What is the MIB (Medical Information Bureau)?

It sounds pretty ominous…the MIB or Medical Information Bureau. Our imaginations can quickly get a head of us as we picture men in long coats with ear-pieces rifling through the local doctor’s garbage for a piece of “Gotcha” information. Let’s take some of the mystery out of the MIB and find out how it affects term life insurance underwriting.

First, what is the MIB? Let’s begin with who initiated it. It was founded in 1902. It is essentially an information depot jointly formed and used by insurance companies…both life and medical (when the distinction applies). It operates as a non-profit in this endeavor. Essentially, the life insurance companies will deposit relevant health information that is accessible during the application process so that other carriers will have access to health information for future applications/claims settlements. What’s the purpose of this? Well, if a person applies for coverage and a history of cancer or elevated cholesterol (say from paramedical exam) shows forth, future carriers will be able to see this information in case the same applicant tries to apply with another carrier and leaves this information off the application. In a nutshell, it’s a medical information data collection with which to compare against what an applicant is stating in their current application. This information is still restricted to the 2 year contestability clause which means that a carrier needs to show fraud or misrepresentation from information such as that provided by the MIB within 2 years of the policies’ effective date in order to rescind the life policy. After this 2 year period, the information remains in the MIB but typically cannot be used against the applicant to rescind coverage or avoiding paying a life insurance claim. This information would however affect future life or medical applications that the same person attempts.

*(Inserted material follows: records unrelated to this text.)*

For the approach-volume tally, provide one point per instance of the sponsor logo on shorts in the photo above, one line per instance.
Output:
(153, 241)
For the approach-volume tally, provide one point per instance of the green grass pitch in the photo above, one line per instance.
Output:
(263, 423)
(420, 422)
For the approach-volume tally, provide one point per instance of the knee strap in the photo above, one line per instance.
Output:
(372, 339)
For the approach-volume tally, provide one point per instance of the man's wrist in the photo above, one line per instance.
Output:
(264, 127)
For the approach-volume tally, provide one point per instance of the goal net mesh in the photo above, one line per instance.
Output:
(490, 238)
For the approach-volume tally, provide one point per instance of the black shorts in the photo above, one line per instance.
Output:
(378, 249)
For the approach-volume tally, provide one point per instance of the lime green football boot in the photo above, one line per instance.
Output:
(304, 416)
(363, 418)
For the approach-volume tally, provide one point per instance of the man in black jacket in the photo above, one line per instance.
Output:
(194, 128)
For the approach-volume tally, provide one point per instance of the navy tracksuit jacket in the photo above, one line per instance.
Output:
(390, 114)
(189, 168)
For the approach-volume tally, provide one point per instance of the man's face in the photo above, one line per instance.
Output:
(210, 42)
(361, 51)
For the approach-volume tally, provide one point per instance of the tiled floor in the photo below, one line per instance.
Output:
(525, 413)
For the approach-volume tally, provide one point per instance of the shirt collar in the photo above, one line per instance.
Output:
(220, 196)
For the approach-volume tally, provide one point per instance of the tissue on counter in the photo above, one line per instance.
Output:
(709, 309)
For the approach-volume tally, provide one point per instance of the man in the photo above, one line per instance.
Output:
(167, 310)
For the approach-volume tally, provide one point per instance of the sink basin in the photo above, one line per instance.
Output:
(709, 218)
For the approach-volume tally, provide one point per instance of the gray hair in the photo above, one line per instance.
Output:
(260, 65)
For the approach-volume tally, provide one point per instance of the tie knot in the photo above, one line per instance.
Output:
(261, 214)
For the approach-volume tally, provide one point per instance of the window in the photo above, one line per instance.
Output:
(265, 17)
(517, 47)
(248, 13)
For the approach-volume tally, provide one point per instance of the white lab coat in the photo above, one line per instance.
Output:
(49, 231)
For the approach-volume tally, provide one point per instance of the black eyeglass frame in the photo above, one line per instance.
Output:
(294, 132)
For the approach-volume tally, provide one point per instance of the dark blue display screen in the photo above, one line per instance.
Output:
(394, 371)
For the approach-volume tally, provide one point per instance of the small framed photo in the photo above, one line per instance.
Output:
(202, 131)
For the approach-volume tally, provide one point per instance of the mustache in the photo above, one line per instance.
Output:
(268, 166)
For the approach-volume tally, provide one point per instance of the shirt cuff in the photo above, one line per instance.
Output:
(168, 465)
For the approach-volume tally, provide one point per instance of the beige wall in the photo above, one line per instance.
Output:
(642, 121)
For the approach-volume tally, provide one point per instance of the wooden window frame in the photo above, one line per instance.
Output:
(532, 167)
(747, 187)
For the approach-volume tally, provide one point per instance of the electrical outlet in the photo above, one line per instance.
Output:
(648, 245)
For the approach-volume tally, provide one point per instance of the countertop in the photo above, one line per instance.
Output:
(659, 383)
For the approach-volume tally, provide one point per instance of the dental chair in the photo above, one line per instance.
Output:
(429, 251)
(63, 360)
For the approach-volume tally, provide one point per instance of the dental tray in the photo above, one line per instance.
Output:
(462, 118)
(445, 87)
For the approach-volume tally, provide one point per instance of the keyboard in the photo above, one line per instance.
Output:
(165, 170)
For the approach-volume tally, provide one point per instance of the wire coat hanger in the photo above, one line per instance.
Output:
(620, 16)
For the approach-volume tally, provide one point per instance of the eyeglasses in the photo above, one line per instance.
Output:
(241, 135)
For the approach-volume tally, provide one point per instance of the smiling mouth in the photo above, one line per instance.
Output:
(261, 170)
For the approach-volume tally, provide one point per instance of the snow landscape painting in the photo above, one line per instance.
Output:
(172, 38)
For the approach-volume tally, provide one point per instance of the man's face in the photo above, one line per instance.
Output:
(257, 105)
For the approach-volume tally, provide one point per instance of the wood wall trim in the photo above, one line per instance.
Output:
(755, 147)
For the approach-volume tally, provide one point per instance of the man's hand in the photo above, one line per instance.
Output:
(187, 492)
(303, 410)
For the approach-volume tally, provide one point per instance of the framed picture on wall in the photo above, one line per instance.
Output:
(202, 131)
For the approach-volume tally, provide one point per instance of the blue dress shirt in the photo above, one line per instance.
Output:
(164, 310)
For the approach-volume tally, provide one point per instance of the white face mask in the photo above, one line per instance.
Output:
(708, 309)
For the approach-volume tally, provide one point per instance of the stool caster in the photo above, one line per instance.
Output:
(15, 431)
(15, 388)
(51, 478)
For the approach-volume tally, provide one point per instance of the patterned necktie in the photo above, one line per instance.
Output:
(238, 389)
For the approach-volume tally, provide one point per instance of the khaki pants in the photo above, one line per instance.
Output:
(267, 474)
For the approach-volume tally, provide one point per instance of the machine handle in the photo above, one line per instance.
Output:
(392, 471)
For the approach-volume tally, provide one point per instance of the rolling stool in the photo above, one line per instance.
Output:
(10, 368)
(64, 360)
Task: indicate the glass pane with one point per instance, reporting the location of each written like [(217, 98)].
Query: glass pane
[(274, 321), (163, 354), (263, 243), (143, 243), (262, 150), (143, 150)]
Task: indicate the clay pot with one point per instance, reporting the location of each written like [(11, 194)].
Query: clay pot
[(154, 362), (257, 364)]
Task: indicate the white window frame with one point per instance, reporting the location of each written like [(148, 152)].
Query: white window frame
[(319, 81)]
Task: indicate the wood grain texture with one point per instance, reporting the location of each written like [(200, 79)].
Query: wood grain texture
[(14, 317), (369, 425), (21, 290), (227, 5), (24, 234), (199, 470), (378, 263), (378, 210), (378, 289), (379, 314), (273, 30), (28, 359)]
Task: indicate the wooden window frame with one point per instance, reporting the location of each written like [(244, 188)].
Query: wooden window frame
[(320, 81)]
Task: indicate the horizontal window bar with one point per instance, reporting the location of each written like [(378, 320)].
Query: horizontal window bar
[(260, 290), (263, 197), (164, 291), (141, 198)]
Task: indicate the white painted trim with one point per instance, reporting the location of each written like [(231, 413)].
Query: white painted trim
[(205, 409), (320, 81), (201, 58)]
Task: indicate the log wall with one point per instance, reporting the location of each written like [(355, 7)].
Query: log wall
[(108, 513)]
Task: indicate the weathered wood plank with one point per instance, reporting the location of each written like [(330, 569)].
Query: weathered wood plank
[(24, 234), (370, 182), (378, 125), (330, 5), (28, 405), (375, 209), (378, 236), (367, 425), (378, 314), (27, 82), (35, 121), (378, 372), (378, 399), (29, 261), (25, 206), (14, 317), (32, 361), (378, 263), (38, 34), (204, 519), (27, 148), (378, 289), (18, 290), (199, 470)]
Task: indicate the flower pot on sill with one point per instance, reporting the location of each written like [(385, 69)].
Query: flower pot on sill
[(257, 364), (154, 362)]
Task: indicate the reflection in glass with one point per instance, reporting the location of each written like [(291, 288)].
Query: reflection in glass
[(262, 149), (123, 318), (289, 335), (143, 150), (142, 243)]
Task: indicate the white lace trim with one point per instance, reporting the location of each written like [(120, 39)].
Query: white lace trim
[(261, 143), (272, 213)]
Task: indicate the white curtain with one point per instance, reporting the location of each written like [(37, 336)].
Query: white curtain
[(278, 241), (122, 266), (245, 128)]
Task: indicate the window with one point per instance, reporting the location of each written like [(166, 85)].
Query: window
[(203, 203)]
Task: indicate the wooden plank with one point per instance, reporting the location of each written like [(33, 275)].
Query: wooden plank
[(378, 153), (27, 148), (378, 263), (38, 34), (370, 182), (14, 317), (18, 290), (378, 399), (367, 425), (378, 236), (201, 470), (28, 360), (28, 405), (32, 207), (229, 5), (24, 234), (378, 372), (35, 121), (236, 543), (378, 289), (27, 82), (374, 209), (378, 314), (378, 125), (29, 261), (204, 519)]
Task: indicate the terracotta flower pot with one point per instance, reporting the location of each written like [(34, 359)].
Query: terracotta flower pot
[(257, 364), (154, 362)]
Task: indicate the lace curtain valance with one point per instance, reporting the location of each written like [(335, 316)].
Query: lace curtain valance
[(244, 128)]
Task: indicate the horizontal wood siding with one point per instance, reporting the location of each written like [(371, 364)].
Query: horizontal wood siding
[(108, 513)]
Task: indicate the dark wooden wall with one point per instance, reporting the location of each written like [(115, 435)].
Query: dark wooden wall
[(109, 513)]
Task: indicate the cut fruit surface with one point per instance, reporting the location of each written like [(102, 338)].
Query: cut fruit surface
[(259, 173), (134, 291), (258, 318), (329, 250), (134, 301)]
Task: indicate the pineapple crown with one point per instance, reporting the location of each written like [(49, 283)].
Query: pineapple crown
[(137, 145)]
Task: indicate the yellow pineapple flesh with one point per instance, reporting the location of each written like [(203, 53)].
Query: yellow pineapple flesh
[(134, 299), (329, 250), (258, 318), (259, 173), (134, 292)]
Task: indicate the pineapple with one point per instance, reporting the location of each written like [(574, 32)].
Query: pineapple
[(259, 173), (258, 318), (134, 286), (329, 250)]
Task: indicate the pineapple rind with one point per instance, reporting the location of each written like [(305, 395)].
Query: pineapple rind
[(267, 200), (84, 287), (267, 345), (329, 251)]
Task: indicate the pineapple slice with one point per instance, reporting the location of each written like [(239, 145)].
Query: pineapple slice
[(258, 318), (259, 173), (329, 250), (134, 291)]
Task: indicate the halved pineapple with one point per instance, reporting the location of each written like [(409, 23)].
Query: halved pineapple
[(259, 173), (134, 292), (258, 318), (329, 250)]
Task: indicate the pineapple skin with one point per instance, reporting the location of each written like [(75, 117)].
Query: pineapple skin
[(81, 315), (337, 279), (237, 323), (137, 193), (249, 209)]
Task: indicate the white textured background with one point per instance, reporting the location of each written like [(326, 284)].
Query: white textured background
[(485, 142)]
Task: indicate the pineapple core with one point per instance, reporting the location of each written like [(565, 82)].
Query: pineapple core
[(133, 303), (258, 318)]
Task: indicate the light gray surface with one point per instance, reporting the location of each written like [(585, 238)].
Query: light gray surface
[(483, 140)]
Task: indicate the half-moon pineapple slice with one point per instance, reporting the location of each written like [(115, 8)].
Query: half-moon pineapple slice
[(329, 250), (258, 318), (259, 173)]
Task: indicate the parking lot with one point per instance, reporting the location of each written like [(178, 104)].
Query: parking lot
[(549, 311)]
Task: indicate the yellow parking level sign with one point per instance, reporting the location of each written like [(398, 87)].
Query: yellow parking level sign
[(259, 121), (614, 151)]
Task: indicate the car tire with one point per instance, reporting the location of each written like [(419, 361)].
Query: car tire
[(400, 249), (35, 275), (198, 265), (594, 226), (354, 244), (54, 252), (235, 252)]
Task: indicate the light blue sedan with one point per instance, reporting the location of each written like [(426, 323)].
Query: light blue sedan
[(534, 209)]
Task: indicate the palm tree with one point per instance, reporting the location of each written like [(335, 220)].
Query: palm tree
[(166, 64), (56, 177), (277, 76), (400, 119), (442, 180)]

As far as life insurance underwriting goes, the MIB information may not be used to deny coverage or have an additional premium to be paid but it defeats the purpose of having life insurance to have false or incomplete information that jeopardizes the future of your policy.

There are certain rules that MIB must abide by. The applicant must be given a written notice that a statement of their medical status can be provided to the MIB as a result of the life insurance application process. Also, this authorization allows the MIB to provide this information to other insurers that request this information at the time of application or when filing a claim. Furthermore, an applicant can request a copy of their information as it stands to review the accuracy in the MIB database. Medical information will usually only be sent to the applicant’s physician. Essentially, the MIB must provide the applicant with what information it receives and what it can do with it.

What’s our take on the MIB? In a perfect world without fraud and omission (or better yet, the need for life insurance at all), we wouldn’t need the MIB. This is not that world and there is fraud and misrepresentation during the life insurance underwriting process. The problem is that this fraud is directly tied to the life insurance rates you will pay. Without the MIB, you would pay more to keep your life insurance policy in force due to a few bad apples that try to cheat the system. It’s a necessary evil in our view. In the end, if you are being honest and thorough on the insurance applications that you complete, the MIB is a non-issue.